El concepto y expectativas de “cien días” adquirió vida propia en la consciencia colectiva del pueblo americano, convirtiéndose en una hidra de cien cabezas que sólo ha contribuido a la adopción de medidas inejecutables con resultados desafortunados; el concepto romántico de Camelot resultó una imposición exógena y contraproducente para la administración Kennedy: FDR había ganado arrolladoramente y con una solida mayoría demócrata en ambas cámaras.

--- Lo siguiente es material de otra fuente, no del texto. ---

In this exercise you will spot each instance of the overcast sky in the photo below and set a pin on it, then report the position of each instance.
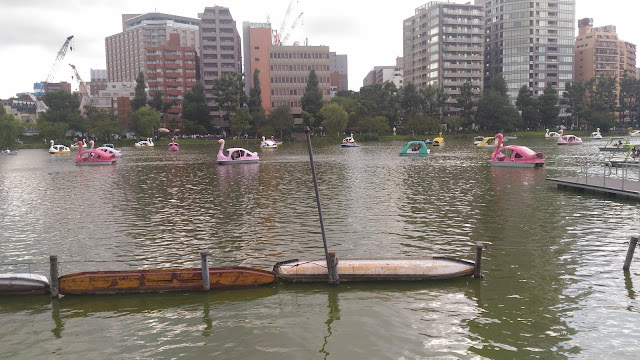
(370, 33)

Sin embargo, la situación de Kennedy no era la misma, y su premura en reformas inmediatas, no importando su resultado, sólo logró satisfacer las expectativas de hacer algo, no importando que fuese ese “algo”. En cambio, FDR, como ningún otro presidente desde entonces, había gozado de un mandato ilimitado que contó con una tabula rasa para accionar, dónde cualquier cosa sería mejor que nada!
El mundo de hoy no es ni remotamente parecido; ya la “tradición” de los cien días resulta peligrosa y podría sobrecargar una agenda corto placista que terminaría en fracaso, agravando la desilusión y la percepción de “más de lo mismo”. No sólo agitará la ansiedad de la oposición, sino que podría aumentar la sospecha de que las causas que les conciernen están en peligro inminente, desuniendo y polarizando a la población. Cuando Alexander Hamilton sugirió en 1787 un período de cuatro años para el mandato presidencial, fue precisamente para ofrecer el tiempo necesario para la planificación y ejecución de planes bien elaborados, algo que el período de cien días contradice rotundamente.
Las circunstancias que confrontan al presidente electo corresponden en magnitud- si no es que le exceden- a aquellas que enfrentó Franklin Delano Roosevelt en 1934. Luis Abinader cuenta con una alianza electoral que le permite cierta holgura en ambas cámaras, pero a diferencia de FDR, las expectativas de la población sobre dimensionan su capacidad de resolución a corto plazo, dando origen a expectativas que podrían verse insatisfechas con la limitación impuesta por un período de tiempo demasiado limitado. En un gobierno de unidad nacional, lo lógico sería reducir las expectativas cortoplacistas a un nivel manejable, asegurando no agregar descontento adicional a los ya claramente identificados, como lo serían el nepotismo, la corrupción administrativa y el recrudecimiento de la miseria colectiva de la población.
Medidas drásticas y ejemplares en términos del sometimiento a la justicia de aquellos implicados en casos de corrupción en el presente gobierno no forman parte de la tregua aquí sugerida. Muy al contrario, una justicia inmediata sería el único elemento de cohesión social que les permitirá emprender su plan de gobierno, sus medidas de carácter socioeconómico, de reordenamiento administrativo y de control de la pandemia. Solo así, y libre de dogmatismos partidarios, de rencillas personales y en un espíritu de franca cooperación, podrán sobrellevar la crisis y quizás así embarcar al país hacia una franca recuperación.